Он словно говорит читателю: «Друг перед другом можно не притворяться – нам с вами все это действительно нравится; но посторонние нас не поймут, поэтому пусть внешне это будет сатирическая антиутопия, а внутренне – эротическая утопия». А в число посторонних, от которых мы прячемся, чтобы без помех наслаждаться слиянием друг с другом и с общей для нас целостностью, входит не только внешний мир, но и наш собственный минимум человеческого, чем бы этот минимум ни был – способностью к отвращению, протесту или просто к уходу. То есть Сорокин предлагает нам наслаждаться нашим общим целостным миром, но не забывать, что это наслаждение слегка непристойное; предлагает удовольствие от государственнически-верноподданных чувств как от тайного порока.
сентябрь 2008
Романы Айн Рэнд
В США одним из побочных следствий экономического кризиса – точнее, правительственных мер по борьбе с ним – стал резкий рост продаж книг Айн Рэнд, защитницы неограниченного капитализма как самого морального общественного устройства. Ее роман «Атлант расправляет плечи», вышедший в 1957-м, уже два года не покидает списки бестселлеров, при – том что Институт Айн Рэнд ежегодно распространяет 400 тысяч его бесплатных экземпляров. В 2011 году должна выйти его экранизация, в которой главную роль сыграет, сначала говорили, Анджелина Джоли (сама поклонница Рэнд), теперь говорят, что Шарлиз Терон. Но дело не столько в широте, сколько в глубине влияния Рэнд – один за другим бизнесмены и финансисты признаются, что ее книги когда-то открыли им глаза.

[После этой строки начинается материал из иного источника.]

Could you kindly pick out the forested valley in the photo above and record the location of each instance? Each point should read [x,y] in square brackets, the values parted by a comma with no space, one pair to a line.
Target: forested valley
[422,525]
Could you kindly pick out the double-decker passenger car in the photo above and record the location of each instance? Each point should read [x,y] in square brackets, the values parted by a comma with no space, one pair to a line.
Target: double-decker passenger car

Настоящее имя Айн Рэнд – Алиса Розенбаум. Она родилась в Петербурге в 1905 году в семье преуспевающего фармацевта; после революции Алиса училась в университете, откуда была «вычищена за буржуазное происхождение», и в Государственном техникуме киноискусства – и ходила в кино на голливудские фильмы, в которых сильнее, чем любой актер, ее восхищал силуэт Манхэттена – «разум и мораль, воплощенные в стали и бетоне». В 1926-м она сумела уехать из СССР в Чикаго к родственникам, а оттуда – в Голливуд. Здесь она становится Айн Рэнд – имя было придумано по образцу псевдонимов ее любимых кинозвезд. Явившись в Голливуд, она начала статисткой (и сразу же, в первом своем фильме «Царь царей», убедила режиссера перевести ее из группы нищих в группу аристократов), но быстро стала сценаристкой. О своем советском опыте она написала роман «Мы, живые» (1936), в котором девушка Кира любит рокового лишенца и ради него спит с роковым же чекистом, мечтает бежать из «проклятой страны» и гибнет, застреленная советским пограничником. В книге слышен голос поклонницы Ницше и Зинаиды Гиппиус: Рэнд упрекала советскую власть не за то, что та кровавая, а за то, что серая, не за то, что та убивает, а за то, что «запрещает живым жить». (Книга тривиальная и слабая, но мало где еще так наглядно описана изнурительная, безысходная жизнь лишенцев в 1920-е годы.)